New Heights in Quantum Cryptography

I recently came across this article, which reports a successful attempt to establish a quantum communication channel over a record distance of 144 km. I take this as a good indication that quantum cryptography may soon become practical, improving everyone's security and privacy. Of course, we should still be weary of borked implementations.

As you may already know, having a pair of entangled particles, one's state can be inferred just by observing the other's. Alas, this by itself is not useful for transmitting information, as the end points cannot decide what said state is (a no-communication theorem can be proved). We need to be a bit more creative.

During World War II, Claude Shannon proved that in order for a cipher to have perfect secrecy, the key needs to be at least as long as the plaintext. (His work was declassified only after the war, in 1949—even then, by mistake.) Although keys can sometimes be exchanged in advance, this is generally considered impractical because if two parties have a way of securely exchanging such large keys they should probably use it to exchange the messages instead.

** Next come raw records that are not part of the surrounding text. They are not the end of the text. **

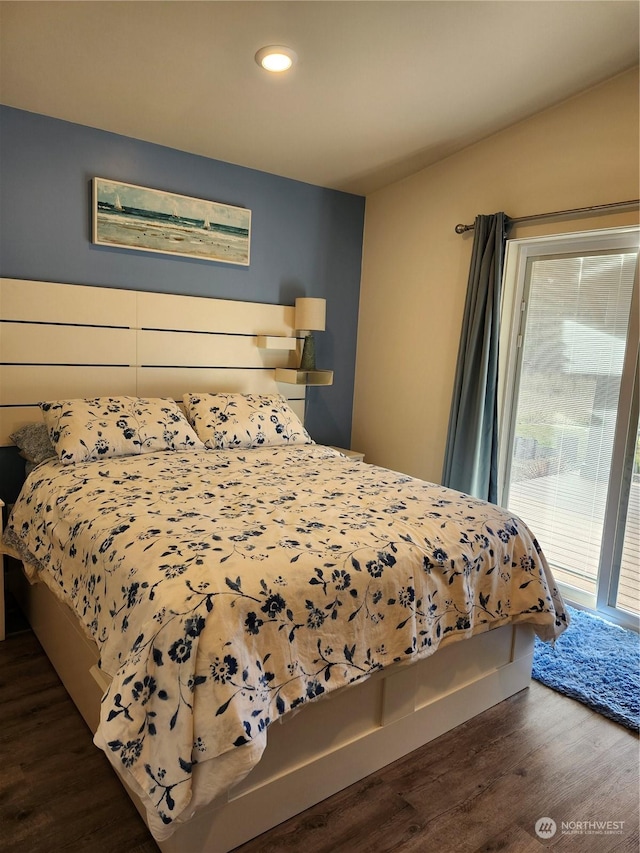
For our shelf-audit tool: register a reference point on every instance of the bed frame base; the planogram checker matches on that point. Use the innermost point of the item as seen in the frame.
(326, 746)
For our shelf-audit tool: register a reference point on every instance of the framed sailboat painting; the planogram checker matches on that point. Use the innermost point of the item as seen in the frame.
(130, 217)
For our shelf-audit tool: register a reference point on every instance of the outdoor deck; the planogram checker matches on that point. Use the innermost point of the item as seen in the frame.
(555, 505)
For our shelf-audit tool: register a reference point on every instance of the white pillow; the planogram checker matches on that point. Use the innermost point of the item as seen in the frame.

It turns out that such a secure cipher had already been invented in 1882, when Frank Miller came up with the OTP (one-time pad), which is a symmetric-key algorithm that performs a bit-wise xor (exclusive or) operation on the plaintext and key (that is, E(k, m) = m ⊕ k and D(k, c) = c ⊕ k). However, as Joseph Mauborgne later realized, reusing keys in whole or in part, results in ciphertexts susceptible to attacks (because E(k, m₁) ⊕ E(k, m₂) = m₁ ⊕ m₂, on which a number of attacks are possible). Although incepted much later, this is one of the vulnerabilities of WEP (Wired Equivalent Privacy).

	⊕		=
				⊕
	⊕		=
				=

(As an aside, I was taken slightly aback by learning that the symbol for the xor operation has not been standardized by ISO 80000-2.)

Unfortunately, the OTP had been forgotten until 2011, when Steven Bellovin found it in an old telegraph codebook. It was only in 1919, over three and a half decades after Miller's original invention, that Gilbert Vernam issued a patent that used a very similar idea. Vernam ciphers, like the aforementioned WEP, lie at the intersection of stream ciphers and the OTP: the only difference between them and the latter is that their plaintext-sized keystream is generated by a PRNG (pseudorandom number generator), where the seed is usually a password. Due to the fact that the seed is almost always very small compared to the message, the key space is almost always much smaller than the message space. Thus, stream ciphers strive for semantic security rather than perfect secrecy.

Vernam's proposed implementation.

The exact definition of semantic security, as introduced by Shafi Goldwasser and Silvio Micali, is a bit convoluted so I won't go into it here further than to say that, knowing some bits of the key, adversaries must be unable to guess in polynomial time what any of the other ones are, with a probability greater than 1/2 + ϵ, where ϵ is a negligible value. To achieve this, a special class of PRNG's, known as CSPRNG's (cryprographically secure PRNG's), must be employed. The definition of CSPRNG security is even more flaky, given that it is based on our guess of the lack of efficient adversaries, whose nonexistence we have yet to prove.

Note that nothing in the above paragraph is specific to stream ciphers, as all classical, elliptic, and hyperelliptic curve cryptography is based on the idea that adversaries must be able to solve a hard problem, such as factorization, in order to beat a semantically secure cipher. If we took out the requirement for efficiency, the hypothesis would become unsatisfiable (unlike your mom). Moreover, a proof that efficient CSPRNG adversaries exist would be quite surprising, as it would imply that P = NP (P vs NP, originally posed by Kurt Gödel in a letter to John von Neumann but introduced independently to the world by Stephen Cook in 1971, is the most important open problem in theoretical computer science; it's one of the Millenium Prize Problems).

Courtesy of Randall Munroe.

Quantum entanglement is so seductive for our purposes because of QKD (quantum key distribution): it allows establishing secure communication channels for transmitting large keys, meaning that we can switch from semantic security to perfect secrecy. As for keystream generation, quantum mechanics also helps us make the shift from PRNG's to RNG's. Furthermore, eavesdropping implies measuring the system and thus disturbing it, as per Heisenberg's uncertainty principle. A minor downside is that both parties will have to simultaneously be online.

I'd like to end this post with the observation that a system is like a chain: as secure as its weakest link. Current cryptographic constructions are typically the strongest link. This begs the question: Is there more to quantum cryptography than just the intellectual appeal? I will try to make a case for this in a future post.